White Wines to Pair with Turkey
These three white wines all exhibit aromatic floral notes, along with fresh vibrant fruit. They create an exciting combination with the white meat of turkey and spicy herb stuffing. If you insist on chardonnay, then select a lighter un-oaked style with fresh vibrant fruit. However, big, buttery oaked chardonnays often make a good pairing with apple pie, and sauvignon blanc may match veggie dishes.
- Riesling – always a classic with Thanksgiving meals, rieslings show notes of peach, lemon, and white blossoms. They can be dry, semi-sweet, and sweet. All three styles will work, because of the high acid and fruitiness found in these wines. Consider rieslings from Germany, New York, and Washington state.
- Chenin Blanc – once popular in the 1980’s, chenin blanc is surging back into style again. With its attractive floral, honey, pear and apple notes with crisp acidity, it is very appealing for Thanksgiving. Like riesling, it can be dry, semi-sweet and sweet. Consider chenin blancs from South Africa, the Loire Valley, California and Texas.
- Viognier – the more voluptuous older sister to chenin blanc, viognier exhibits similar floral and honey notes, but also has a touch of spice and white peach. Often medium-bodied, it can easily stand up to both white and brown turkey, as well as many of the side dishes. Consider viognier from France, Virginia and California.
Red Wines to Pair with Turkey
These four red wines are classics for Thanksgiving dinner, because they all have fruit forward flavors, good acidity, and usually have moderate tannins and oak. They can work with both white and brown turkey meat, and highlight the spicy notes in cranberry sauce, as well as cut through the heavier texture of stuffing, gravy, and sweet potatoes. If you insist on cabernet sauvignon, select a lighter fruity style with very low oak. Lighter style cabernet francs can also work with turkey.
- Pinot Noir – this grape is always a favorite because of its cheerful bright fruit notes of dried strawberry, raspberry, cherry and even cranberry. It often has a touch of spice, and sometimes a mushroom earthy note – making it perfect for turkey and stuffing. Consider pinot noirs from Oregon, the Russian River Valley of California, and Burgundy.
- Gamay -a lighter style gamay, such as Gamay Beaujolais, is usually a crowd pleaser, with its grapey, floral, and mixed berry notes. It goes especially well with cranberries and white turkey meat. Make sure to get one without much oak. The Beaujolais region of France, and parts of Oregon and California usually produce gamays.
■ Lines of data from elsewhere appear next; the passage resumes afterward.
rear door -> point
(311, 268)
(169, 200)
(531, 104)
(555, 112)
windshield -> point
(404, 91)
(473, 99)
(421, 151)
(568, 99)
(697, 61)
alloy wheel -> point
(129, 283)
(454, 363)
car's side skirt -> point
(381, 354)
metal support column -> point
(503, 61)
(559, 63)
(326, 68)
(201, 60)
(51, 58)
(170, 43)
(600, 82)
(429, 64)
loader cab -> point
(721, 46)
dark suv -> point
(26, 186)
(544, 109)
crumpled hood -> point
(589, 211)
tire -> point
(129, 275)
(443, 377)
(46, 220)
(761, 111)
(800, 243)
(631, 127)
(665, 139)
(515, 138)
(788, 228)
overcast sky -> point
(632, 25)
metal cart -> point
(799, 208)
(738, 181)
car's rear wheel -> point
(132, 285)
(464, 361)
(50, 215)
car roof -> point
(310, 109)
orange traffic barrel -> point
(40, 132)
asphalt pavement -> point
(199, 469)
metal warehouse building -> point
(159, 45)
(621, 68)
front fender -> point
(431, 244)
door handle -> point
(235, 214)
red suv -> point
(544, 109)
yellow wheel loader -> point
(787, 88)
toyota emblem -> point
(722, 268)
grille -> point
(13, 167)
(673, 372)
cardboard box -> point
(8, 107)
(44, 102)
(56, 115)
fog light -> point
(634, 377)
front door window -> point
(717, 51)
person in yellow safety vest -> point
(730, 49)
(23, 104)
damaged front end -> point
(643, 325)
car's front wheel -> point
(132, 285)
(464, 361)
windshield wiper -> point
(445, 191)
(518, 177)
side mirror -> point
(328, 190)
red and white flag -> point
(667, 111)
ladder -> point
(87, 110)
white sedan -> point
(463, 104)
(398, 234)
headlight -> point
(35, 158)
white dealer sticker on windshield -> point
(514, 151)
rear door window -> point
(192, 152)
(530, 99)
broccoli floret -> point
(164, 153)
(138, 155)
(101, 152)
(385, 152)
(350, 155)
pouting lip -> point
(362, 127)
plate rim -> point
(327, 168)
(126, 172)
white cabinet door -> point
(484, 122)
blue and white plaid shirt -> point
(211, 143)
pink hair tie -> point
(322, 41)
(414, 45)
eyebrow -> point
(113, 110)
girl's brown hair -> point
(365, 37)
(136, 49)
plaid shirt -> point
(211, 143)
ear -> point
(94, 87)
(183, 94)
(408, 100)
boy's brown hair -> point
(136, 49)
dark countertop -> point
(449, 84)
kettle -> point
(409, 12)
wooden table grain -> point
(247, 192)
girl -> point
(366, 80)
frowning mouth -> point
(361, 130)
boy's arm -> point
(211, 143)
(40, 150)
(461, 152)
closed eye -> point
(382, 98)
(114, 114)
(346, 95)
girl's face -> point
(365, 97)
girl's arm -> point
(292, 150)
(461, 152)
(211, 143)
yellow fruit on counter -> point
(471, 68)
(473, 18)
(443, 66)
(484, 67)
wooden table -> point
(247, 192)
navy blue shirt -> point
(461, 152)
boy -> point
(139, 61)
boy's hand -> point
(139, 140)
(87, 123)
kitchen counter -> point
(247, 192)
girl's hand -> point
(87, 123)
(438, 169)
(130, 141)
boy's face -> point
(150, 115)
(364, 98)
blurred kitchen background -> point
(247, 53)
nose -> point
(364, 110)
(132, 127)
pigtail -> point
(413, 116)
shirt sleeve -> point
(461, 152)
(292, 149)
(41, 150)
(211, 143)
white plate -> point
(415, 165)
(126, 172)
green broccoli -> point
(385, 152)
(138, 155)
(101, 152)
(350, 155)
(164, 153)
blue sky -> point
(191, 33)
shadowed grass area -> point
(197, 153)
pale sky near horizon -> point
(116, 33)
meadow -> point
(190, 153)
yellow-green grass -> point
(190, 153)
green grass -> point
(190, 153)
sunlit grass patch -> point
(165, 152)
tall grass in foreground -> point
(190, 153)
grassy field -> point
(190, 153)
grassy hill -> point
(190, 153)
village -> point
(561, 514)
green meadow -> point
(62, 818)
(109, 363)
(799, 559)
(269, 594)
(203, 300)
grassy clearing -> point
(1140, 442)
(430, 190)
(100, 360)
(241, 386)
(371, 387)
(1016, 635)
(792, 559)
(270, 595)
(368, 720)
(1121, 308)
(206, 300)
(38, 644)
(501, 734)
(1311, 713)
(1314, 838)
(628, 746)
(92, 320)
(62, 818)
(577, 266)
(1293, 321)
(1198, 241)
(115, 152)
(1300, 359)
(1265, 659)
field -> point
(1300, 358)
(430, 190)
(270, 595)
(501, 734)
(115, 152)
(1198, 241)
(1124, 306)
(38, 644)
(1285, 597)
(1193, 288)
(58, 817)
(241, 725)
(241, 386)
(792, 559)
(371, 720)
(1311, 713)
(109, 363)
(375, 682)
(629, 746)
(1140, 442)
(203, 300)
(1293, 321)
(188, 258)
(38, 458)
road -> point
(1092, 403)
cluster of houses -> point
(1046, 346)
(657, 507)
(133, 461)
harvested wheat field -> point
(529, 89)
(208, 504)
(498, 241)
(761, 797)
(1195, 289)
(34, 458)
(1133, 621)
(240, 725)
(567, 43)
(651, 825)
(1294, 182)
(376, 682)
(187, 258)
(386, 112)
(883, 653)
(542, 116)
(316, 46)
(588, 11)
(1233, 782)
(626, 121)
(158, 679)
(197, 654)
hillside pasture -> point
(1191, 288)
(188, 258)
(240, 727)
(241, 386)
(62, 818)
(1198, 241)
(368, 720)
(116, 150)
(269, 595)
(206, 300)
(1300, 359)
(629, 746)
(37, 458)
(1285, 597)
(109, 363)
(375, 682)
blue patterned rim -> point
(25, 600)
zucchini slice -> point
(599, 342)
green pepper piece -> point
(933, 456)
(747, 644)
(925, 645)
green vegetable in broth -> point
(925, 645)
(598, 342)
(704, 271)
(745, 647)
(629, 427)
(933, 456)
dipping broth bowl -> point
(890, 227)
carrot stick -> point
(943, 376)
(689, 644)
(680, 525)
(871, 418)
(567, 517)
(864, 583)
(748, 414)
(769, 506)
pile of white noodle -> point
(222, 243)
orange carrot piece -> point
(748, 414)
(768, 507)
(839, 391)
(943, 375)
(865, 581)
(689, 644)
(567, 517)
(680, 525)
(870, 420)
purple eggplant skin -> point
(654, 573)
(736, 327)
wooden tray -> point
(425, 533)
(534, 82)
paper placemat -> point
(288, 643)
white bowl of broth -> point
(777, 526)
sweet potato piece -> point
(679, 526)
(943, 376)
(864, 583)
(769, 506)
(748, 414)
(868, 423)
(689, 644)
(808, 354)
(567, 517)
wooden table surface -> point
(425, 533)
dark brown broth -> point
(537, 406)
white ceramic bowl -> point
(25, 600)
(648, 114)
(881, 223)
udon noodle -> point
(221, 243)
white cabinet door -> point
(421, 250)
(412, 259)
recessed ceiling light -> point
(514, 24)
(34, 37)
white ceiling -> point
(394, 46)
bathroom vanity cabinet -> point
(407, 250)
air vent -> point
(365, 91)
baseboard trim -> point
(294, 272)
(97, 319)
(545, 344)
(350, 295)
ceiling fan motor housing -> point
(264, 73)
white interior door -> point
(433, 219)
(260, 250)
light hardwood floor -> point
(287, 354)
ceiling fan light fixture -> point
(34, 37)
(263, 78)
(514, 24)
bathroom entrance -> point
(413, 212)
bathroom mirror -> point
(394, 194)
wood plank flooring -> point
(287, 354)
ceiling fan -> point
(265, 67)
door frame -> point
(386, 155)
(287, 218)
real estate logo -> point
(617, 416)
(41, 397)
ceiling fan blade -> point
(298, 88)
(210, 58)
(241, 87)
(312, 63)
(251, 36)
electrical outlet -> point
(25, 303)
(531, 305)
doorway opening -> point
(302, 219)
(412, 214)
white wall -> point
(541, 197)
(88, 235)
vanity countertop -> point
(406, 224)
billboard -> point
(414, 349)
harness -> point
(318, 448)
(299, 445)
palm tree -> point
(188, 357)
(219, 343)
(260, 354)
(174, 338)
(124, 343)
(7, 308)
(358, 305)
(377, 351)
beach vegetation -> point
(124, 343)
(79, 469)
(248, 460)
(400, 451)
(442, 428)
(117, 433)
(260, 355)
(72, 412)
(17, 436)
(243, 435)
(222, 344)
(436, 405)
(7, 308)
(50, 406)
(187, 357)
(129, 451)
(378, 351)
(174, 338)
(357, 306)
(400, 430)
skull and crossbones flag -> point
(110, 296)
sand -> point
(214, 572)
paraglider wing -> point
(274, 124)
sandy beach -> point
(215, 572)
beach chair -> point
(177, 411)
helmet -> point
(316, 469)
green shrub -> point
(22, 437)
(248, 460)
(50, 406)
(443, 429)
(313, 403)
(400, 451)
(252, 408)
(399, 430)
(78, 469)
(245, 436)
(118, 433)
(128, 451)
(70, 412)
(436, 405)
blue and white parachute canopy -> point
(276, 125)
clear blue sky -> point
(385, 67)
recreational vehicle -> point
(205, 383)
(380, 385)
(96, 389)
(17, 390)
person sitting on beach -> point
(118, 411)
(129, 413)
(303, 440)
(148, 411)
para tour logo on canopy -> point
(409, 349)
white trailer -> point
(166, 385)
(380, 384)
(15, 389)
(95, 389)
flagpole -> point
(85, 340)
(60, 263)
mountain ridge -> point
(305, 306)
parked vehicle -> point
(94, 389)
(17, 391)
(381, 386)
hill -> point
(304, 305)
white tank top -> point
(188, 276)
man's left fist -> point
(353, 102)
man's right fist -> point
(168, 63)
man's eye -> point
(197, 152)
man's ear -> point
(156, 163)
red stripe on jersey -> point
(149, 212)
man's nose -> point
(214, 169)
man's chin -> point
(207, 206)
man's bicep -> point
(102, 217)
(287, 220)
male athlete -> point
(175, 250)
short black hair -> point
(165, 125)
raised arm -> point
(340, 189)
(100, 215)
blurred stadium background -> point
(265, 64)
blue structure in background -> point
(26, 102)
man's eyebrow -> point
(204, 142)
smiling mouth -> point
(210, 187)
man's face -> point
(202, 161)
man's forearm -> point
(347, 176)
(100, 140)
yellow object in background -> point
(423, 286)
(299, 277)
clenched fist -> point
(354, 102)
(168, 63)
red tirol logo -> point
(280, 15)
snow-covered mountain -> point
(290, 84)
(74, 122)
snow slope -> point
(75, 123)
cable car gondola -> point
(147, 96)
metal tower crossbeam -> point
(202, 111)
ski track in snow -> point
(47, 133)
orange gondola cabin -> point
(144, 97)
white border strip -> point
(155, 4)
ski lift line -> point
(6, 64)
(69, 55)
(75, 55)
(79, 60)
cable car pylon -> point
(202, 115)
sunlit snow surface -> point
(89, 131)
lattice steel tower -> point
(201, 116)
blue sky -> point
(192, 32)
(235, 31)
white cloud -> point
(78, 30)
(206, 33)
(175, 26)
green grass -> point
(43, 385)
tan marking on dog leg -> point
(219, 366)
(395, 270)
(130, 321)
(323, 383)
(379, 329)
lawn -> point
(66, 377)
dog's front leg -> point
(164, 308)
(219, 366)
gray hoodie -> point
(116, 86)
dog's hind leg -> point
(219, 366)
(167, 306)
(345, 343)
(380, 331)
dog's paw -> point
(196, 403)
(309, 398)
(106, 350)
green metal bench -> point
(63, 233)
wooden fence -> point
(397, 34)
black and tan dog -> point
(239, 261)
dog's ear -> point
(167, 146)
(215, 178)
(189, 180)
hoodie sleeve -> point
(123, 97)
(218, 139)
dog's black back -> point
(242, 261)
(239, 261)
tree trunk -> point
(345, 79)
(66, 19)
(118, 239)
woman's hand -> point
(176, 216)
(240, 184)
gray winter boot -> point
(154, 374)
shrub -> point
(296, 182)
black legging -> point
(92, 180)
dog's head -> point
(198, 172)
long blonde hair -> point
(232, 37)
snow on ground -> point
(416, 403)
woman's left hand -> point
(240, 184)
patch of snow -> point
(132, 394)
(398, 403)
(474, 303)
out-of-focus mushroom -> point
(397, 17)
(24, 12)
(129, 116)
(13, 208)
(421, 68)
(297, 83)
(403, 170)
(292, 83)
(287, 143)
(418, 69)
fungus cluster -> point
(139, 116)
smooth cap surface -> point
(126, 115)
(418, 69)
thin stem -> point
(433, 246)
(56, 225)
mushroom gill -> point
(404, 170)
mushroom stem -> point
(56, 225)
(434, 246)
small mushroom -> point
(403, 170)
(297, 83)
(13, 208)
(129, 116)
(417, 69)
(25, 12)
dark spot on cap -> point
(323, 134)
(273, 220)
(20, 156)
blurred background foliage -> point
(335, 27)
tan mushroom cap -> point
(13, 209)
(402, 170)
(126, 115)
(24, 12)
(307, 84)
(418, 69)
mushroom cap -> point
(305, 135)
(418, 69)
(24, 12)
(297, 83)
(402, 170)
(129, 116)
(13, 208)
- Grenache – this grape has been gaining in popularity for the past several years and has been compared to a fruit roll-up because of its mixed berry profile with hints of allspice and cinnamon. It goes well with almost everything on the Thanksgiving table. Consider grenache from California, the southern Rhone, and South Australia.
- Zinfandel – this enticing grape with notes of berry jam, white pepper, and spice is another great contender for the Thanksgiving table. Like grenache, zinfandel seems to go well with most all Thanksgiving dishes, but make sure to get one without much oak. Zinfandel is primarily produced in California, such as in the Dry Creek Valley, the Sierra Foothills, Lodi, and other regions.